Following a string of hostages being beheaded by the Islamic State, a British teacher who was being held by militants in Libya has been released.

David Bolam, who was taken hostage earlier this year from the Libyan town of Benghazi, has been reunited with his family, the British Foreign Office announced on Sunday.

READ MORE: ISIS beheads British hostage Henning, releases video

"We are glad that David Bolam is safe and well after his ordeal, and that he has been reunited with his family," a Foreign Office spokeswoman said. "We have been supporting his family since he was taken."

An image grab taken from a video released by the Islamic State (IS) and identified by private terrorism monitor SITE Intelligence Group on September 2, 2014 purportedly shows a masked militant holding a knife and gesturing as he speaks to the camera in a desert landscape (AFP Photo / SITE)

There were concerns that Bolam would suffer the same fate as US and British hostages who were killed by Islamic State (IS) militants.

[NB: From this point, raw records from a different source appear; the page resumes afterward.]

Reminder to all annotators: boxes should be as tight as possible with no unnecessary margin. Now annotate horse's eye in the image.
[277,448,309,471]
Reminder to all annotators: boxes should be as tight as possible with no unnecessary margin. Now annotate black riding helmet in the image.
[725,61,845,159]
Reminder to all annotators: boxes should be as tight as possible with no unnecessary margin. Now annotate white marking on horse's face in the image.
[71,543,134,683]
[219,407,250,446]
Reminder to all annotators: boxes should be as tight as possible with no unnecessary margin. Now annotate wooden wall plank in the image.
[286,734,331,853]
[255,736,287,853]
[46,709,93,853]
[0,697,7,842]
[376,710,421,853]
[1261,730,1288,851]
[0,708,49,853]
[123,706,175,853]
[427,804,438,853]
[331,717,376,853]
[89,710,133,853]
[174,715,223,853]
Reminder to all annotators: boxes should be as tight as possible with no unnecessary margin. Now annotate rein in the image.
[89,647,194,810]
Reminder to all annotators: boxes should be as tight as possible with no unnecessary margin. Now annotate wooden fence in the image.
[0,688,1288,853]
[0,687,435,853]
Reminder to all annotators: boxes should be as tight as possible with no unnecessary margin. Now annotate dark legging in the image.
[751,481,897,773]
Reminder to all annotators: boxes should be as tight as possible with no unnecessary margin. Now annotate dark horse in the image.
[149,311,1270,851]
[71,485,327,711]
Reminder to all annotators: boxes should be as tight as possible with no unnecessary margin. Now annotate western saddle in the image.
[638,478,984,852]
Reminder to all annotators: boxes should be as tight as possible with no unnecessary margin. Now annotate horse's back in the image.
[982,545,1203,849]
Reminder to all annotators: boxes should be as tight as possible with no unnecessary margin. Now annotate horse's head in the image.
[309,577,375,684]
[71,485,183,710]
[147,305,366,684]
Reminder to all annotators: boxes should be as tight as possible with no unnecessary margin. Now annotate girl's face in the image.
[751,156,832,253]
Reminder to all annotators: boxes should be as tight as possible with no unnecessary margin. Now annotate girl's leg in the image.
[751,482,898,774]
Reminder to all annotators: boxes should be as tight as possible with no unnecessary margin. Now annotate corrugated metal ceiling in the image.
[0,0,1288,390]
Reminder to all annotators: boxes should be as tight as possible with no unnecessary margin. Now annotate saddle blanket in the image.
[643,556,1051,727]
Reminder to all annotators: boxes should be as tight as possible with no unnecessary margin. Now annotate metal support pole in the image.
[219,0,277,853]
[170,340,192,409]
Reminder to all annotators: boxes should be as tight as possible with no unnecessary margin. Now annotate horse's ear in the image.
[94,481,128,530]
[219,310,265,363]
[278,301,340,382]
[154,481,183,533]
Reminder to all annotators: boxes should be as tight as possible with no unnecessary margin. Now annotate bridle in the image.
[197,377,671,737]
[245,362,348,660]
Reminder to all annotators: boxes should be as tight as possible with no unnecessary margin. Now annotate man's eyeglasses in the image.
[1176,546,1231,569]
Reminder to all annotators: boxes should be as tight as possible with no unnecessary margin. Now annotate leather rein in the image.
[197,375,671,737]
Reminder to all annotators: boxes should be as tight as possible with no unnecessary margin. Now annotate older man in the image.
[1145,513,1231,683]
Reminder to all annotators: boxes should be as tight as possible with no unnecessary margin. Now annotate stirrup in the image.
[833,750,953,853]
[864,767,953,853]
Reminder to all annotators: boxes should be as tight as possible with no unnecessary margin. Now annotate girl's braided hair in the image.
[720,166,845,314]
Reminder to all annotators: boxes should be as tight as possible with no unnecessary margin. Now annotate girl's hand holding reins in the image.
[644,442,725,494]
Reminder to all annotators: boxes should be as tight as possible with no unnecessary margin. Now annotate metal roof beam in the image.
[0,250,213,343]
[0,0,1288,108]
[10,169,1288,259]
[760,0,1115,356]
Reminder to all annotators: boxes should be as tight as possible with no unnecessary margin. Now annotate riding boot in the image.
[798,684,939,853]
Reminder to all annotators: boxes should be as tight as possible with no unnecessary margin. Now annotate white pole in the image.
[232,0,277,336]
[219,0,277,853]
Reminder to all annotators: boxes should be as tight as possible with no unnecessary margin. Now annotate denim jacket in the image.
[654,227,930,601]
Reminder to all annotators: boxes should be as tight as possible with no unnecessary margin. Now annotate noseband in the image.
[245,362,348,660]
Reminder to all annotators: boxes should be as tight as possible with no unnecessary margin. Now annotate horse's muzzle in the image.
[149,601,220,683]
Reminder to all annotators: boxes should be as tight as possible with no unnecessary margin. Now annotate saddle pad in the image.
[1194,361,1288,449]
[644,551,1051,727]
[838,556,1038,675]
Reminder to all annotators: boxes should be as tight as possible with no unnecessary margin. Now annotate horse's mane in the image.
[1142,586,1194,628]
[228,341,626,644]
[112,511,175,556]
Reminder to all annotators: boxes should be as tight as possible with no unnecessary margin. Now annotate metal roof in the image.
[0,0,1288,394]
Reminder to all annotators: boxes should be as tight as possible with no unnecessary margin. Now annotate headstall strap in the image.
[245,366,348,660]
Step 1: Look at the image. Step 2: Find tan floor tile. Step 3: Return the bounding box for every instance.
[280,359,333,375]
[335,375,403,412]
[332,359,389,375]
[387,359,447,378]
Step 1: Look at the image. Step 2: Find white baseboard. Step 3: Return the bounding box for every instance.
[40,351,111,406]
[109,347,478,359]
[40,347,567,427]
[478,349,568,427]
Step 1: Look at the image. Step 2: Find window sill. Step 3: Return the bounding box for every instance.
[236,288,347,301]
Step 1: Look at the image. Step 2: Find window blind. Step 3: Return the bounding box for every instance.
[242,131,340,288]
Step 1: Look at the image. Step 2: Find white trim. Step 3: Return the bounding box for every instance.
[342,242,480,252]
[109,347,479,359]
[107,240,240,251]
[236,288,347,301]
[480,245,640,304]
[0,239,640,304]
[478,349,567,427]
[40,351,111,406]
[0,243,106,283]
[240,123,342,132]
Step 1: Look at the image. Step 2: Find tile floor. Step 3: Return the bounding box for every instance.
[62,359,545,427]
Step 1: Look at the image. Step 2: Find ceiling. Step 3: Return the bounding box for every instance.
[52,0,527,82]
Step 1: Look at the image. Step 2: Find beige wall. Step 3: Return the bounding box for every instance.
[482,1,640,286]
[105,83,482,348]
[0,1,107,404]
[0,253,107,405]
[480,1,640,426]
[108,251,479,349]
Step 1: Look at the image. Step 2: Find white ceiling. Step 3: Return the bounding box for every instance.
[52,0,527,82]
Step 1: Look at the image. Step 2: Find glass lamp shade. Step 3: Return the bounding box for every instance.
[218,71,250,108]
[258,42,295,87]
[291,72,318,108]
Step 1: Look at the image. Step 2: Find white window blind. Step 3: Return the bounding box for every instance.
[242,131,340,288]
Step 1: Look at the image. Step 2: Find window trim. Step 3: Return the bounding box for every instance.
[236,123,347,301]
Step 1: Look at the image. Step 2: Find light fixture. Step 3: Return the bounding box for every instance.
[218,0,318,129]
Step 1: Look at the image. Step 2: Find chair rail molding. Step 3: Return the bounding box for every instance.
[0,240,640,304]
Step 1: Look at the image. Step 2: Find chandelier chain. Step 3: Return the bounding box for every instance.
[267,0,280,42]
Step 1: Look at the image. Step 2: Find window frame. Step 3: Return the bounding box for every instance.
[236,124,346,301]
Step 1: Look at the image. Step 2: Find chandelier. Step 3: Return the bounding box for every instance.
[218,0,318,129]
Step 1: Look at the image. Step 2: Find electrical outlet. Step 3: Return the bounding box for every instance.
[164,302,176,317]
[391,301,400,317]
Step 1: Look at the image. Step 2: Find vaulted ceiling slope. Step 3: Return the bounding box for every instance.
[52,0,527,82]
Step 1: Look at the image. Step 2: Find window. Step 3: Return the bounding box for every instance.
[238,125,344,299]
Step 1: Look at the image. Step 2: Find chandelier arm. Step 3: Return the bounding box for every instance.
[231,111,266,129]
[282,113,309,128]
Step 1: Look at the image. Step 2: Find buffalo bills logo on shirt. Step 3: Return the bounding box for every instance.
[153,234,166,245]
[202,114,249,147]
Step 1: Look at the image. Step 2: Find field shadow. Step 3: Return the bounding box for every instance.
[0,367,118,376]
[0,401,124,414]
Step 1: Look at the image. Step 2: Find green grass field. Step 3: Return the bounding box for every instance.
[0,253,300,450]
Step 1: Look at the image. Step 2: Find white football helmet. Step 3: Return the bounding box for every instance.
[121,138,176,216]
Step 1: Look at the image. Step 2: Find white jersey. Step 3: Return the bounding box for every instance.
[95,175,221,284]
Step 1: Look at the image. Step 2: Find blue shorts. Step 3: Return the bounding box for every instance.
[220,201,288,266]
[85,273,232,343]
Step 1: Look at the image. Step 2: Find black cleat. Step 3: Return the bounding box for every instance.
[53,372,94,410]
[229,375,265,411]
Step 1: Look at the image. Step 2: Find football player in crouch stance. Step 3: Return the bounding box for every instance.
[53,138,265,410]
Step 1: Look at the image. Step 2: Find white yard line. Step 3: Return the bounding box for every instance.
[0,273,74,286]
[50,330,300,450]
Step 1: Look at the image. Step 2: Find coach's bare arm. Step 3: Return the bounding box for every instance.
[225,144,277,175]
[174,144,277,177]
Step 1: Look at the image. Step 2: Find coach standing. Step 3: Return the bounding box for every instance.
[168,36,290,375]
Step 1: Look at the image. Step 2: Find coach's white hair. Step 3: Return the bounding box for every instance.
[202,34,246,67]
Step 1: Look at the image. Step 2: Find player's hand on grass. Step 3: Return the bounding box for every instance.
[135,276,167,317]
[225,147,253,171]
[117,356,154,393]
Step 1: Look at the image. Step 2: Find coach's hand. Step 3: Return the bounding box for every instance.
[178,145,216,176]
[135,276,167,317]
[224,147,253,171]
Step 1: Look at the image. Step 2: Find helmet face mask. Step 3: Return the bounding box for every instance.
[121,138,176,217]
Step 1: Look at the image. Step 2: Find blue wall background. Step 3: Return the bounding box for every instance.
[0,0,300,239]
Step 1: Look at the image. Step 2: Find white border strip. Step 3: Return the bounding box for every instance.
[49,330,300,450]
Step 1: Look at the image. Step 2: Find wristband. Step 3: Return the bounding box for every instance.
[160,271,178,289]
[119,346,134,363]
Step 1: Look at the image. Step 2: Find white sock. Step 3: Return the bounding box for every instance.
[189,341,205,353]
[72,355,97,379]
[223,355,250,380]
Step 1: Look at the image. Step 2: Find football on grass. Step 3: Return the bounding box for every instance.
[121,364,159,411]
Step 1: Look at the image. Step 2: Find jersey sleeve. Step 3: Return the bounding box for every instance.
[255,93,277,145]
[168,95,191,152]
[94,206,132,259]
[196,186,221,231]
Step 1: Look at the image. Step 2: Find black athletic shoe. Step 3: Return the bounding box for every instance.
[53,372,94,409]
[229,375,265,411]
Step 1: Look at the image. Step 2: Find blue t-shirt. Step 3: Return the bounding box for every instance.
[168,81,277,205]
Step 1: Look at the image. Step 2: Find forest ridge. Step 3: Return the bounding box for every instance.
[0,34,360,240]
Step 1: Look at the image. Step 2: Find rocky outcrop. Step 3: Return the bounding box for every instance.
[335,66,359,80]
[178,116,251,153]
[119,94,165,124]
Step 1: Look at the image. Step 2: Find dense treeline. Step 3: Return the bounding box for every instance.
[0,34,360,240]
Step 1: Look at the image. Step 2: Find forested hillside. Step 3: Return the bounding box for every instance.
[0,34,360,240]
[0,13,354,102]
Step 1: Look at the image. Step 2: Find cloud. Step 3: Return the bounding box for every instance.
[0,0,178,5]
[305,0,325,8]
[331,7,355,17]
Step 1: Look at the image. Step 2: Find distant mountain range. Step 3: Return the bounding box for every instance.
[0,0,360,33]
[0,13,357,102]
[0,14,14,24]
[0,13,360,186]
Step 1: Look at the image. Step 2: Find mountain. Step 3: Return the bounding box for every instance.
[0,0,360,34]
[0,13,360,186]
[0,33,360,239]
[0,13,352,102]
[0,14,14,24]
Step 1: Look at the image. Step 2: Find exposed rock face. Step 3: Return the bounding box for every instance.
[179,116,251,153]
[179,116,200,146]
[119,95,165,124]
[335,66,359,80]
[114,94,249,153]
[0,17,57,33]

American journalists James Foley and Steven Sotloff, and British contract workers David Haines and Alan Henning all suffered grisly beheadings by their captors.

Henning was reportedly killed just one day before Bolam was freed from his Libyan captors.

Bolam, who was vice-principal at the International School in Benghazi, appeared on August 28 in a video - released by a little-known group that calls itself the Army of Islam - in which he made a plea to Prime Minister David Cameron to secure his freedom.

The city where Bolam was taken captive, Benghazi, the second largest city in Libya, has featured prominently in the ongoing Libyan tragedy.

On the evening of September 11, 2012, Muslim protesters, enraged at the airing of a film, Innocence of Muslims, which depicted the Prophet Mohammed in an unflattering light, stormed the US diplomatic compound in Benghazi, killing the US Ambassador to Libya, J. Christopher Stevens, and three other American personnel.

A former co-worker of released hostage told the BBC that Bolam made the decision to remain in Libya despite growing instability since the violent removal of Libyan strongman Muammar Gaddafi in 2011 because he "believed in what he was doing."

The BBC, without citing sources, reported that “money changed hands” in order to secure Bolam’s release.

The Foreign Office, which does not support the payment of ransoms, did not comment on the report, according to the Independent.